I've been doing a very similar task [playing adverts on in-store screens] for over 10 years now, with an install base of approx 2000 player/screens.
The workflow would appear to be the same - write once, read many.
In the early days, these were compact flash-based, which suffered very few card failures [though the screens themselves were a different story].
In the past 5 years, all have been SD-card based - with a phenomenal early fail-rate, giving precisely the symptoms you describe - jerky, halting video playback.
From our initial batch of SD cards we randomly selected a couple of hundred to send back to the factory in China. [I was not privy to that conversation so don't know the technical details] From that sample, it was estimated that approximately 15% had manufacturing defects sufficient to display slow read speeds after only a few thousand reads. The rest were deemed 'at spec'.
At worst, the failing cards will actually eventually crash the screens, requiring a power-cycle to recover. The 'bad but not terrible' cards will consistently give halting playback of varying severity, but not crash the players. If you watch the same video cycling on one of these, you will see the read halts are consistently at the same points in each cycle.
Empirically, they are not data-load dependant; it is just as likely to happen on a 10MB video as a 120MB video of the same length.
Our quick test on these, when we come to update the content seasonally, is just
'Format. If it works it goes back in the machine. If it fails it goes in the bin'
- very rough & ready but the customer will not pay to swap out cards unless they have totally failed.
The end 'result' is that after about 5 years, we are down to about 75% of the original card batch, all of which now just seem to keep working. Some still halt a little, but not enough to upset the customer.

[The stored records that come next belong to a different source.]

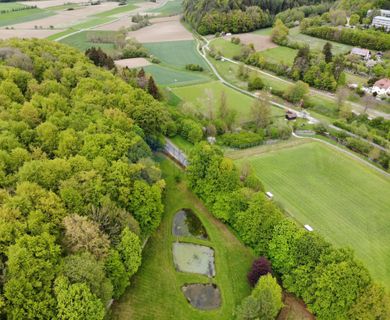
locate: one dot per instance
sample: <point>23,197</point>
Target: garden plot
<point>162,30</point>
<point>193,258</point>
<point>132,63</point>
<point>260,42</point>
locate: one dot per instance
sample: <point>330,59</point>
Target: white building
<point>381,87</point>
<point>381,22</point>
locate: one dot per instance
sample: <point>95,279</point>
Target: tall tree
<point>327,51</point>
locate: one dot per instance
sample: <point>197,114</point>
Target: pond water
<point>193,258</point>
<point>187,224</point>
<point>203,296</point>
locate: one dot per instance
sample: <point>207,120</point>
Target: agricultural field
<point>176,53</point>
<point>82,40</point>
<point>172,7</point>
<point>280,55</point>
<point>165,76</point>
<point>345,200</point>
<point>316,43</point>
<point>198,95</point>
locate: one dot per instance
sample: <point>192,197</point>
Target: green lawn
<point>196,94</point>
<point>345,200</point>
<point>15,17</point>
<point>116,11</point>
<point>227,48</point>
<point>167,76</point>
<point>280,55</point>
<point>81,41</point>
<point>316,43</point>
<point>264,32</point>
<point>172,7</point>
<point>176,53</point>
<point>155,292</point>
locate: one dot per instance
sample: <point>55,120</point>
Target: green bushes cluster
<point>333,284</point>
<point>78,190</point>
<point>370,39</point>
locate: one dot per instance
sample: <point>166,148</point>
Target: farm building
<point>381,87</point>
<point>291,115</point>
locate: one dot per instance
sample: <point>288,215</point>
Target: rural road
<point>202,50</point>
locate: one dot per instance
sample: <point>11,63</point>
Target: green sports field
<point>176,53</point>
<point>345,200</point>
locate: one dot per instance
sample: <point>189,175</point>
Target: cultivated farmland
<point>345,200</point>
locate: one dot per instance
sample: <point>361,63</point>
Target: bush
<point>241,140</point>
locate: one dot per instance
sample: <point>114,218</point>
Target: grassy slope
<point>172,7</point>
<point>227,48</point>
<point>155,292</point>
<point>80,41</point>
<point>166,76</point>
<point>11,18</point>
<point>176,53</point>
<point>346,201</point>
<point>280,54</point>
<point>316,43</point>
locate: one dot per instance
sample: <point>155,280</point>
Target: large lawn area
<point>155,292</point>
<point>82,41</point>
<point>316,43</point>
<point>15,17</point>
<point>176,53</point>
<point>345,200</point>
<point>280,55</point>
<point>166,76</point>
<point>172,7</point>
<point>196,94</point>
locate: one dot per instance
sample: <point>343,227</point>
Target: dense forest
<point>79,192</point>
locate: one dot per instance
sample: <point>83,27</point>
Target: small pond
<point>193,258</point>
<point>187,224</point>
<point>203,296</point>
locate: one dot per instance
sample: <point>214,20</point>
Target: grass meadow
<point>176,53</point>
<point>345,200</point>
<point>156,293</point>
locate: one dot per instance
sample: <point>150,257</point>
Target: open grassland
<point>176,53</point>
<point>316,43</point>
<point>345,200</point>
<point>155,292</point>
<point>283,55</point>
<point>167,76</point>
<point>82,41</point>
<point>198,96</point>
<point>172,7</point>
<point>14,17</point>
<point>226,48</point>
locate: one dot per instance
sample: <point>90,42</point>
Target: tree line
<point>332,283</point>
<point>79,192</point>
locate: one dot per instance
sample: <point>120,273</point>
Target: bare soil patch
<point>65,19</point>
<point>40,34</point>
<point>132,63</point>
<point>166,30</point>
<point>260,42</point>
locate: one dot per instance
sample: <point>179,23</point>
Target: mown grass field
<point>166,76</point>
<point>11,18</point>
<point>176,53</point>
<point>316,43</point>
<point>345,200</point>
<point>280,55</point>
<point>227,48</point>
<point>155,292</point>
<point>196,94</point>
<point>82,41</point>
<point>172,7</point>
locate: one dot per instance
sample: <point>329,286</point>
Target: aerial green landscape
<point>195,159</point>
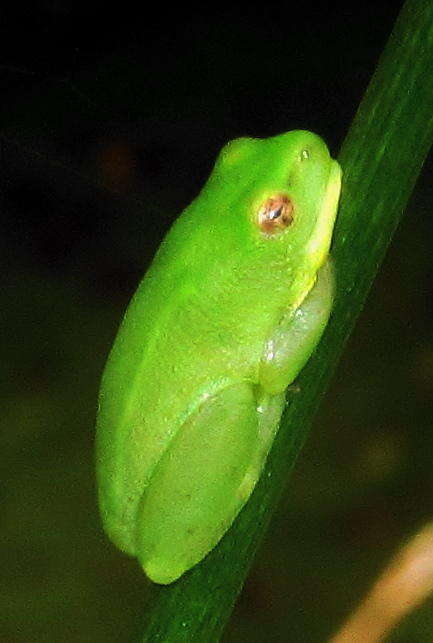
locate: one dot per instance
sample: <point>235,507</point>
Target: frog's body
<point>223,321</point>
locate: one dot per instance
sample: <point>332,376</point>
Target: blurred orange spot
<point>116,164</point>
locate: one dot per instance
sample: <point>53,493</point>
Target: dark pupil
<point>274,214</point>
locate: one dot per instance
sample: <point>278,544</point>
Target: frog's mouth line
<point>319,244</point>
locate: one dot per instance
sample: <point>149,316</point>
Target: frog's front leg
<point>285,354</point>
<point>296,336</point>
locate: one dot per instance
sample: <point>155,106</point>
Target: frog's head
<point>285,191</point>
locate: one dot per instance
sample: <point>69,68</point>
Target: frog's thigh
<point>296,336</point>
<point>195,493</point>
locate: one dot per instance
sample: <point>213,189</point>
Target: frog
<point>230,310</point>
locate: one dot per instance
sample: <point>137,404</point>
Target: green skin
<point>223,321</point>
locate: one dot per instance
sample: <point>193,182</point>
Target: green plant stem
<point>381,159</point>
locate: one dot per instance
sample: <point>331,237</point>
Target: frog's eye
<point>275,214</point>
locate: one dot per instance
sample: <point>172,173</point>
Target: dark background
<point>109,125</point>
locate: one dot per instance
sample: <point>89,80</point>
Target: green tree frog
<point>227,315</point>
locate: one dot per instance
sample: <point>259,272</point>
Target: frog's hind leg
<point>194,494</point>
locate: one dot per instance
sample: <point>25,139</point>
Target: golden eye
<point>276,213</point>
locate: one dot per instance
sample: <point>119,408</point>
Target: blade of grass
<point>381,159</point>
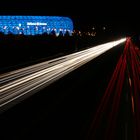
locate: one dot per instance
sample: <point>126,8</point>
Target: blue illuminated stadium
<point>34,25</point>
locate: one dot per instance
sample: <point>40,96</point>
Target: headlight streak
<point>27,80</point>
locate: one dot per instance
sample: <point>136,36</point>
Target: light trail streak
<point>24,82</point>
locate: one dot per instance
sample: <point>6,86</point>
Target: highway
<point>20,84</point>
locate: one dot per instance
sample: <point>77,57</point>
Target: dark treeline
<point>18,51</point>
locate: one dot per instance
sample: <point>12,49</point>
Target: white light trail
<point>24,82</point>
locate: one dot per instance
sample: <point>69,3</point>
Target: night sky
<point>85,13</point>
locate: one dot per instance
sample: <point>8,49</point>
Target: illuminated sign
<point>36,23</point>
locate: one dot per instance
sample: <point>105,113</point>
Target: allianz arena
<point>35,25</point>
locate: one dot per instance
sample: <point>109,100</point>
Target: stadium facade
<point>34,25</point>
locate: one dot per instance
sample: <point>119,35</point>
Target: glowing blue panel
<point>34,25</point>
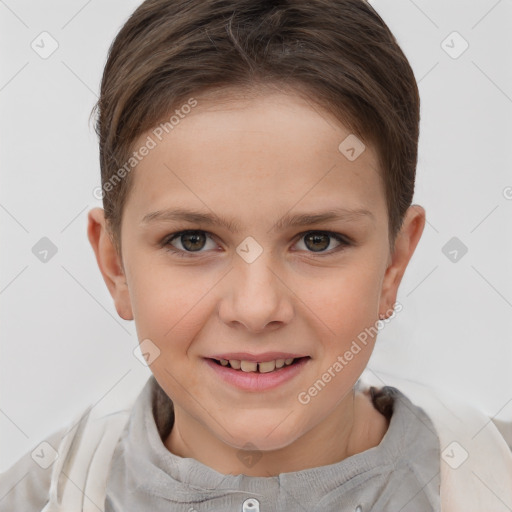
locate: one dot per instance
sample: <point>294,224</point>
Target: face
<point>256,274</point>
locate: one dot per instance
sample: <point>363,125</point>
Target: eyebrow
<point>288,220</point>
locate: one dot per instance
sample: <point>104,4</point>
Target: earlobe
<point>405,245</point>
<point>109,262</point>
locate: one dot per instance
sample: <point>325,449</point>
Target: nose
<point>256,296</point>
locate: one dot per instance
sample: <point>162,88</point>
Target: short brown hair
<point>338,52</point>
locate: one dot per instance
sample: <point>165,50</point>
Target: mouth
<point>246,366</point>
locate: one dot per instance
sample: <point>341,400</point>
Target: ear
<point>405,244</point>
<point>109,262</point>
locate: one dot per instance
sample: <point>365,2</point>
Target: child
<point>258,165</point>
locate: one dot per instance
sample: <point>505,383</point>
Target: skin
<point>254,159</point>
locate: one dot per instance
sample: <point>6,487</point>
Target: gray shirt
<point>401,474</point>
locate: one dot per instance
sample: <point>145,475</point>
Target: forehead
<point>255,152</point>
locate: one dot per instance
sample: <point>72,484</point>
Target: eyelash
<point>343,240</point>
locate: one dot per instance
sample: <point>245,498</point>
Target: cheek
<point>347,301</point>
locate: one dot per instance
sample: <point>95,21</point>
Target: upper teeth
<point>252,366</point>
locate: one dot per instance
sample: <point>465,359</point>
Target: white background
<point>63,345</point>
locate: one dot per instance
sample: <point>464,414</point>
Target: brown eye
<point>190,241</point>
<point>317,241</point>
<point>320,242</point>
<point>193,241</point>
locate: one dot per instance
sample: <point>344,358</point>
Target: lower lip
<point>255,381</point>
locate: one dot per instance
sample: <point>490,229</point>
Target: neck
<point>347,430</point>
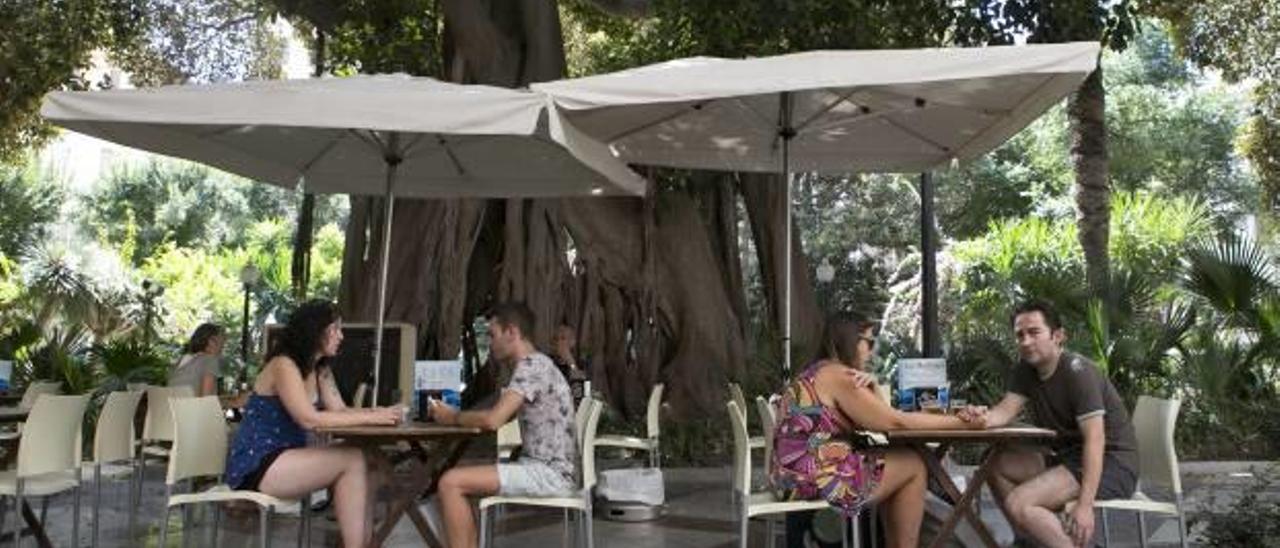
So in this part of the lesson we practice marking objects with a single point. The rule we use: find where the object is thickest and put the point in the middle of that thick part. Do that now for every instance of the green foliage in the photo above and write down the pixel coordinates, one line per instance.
(145, 206)
(1133, 333)
(128, 360)
(369, 36)
(1233, 277)
(45, 46)
(1240, 39)
(597, 41)
(202, 41)
(30, 202)
(59, 355)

My only, rather limp, conclusion is a pretty obvious "some keep going, some fail early"
Late note: If I were to start over at this task, I would use players that contain their own internal flash-based storage, to which you copy the video to be displayed just once, from a known-good SD card. We have a few hundred of these in use, & whilst the ones we have are horribly 'cheap & cheerful' the one thing they have in common is they don't suffer from playback fails.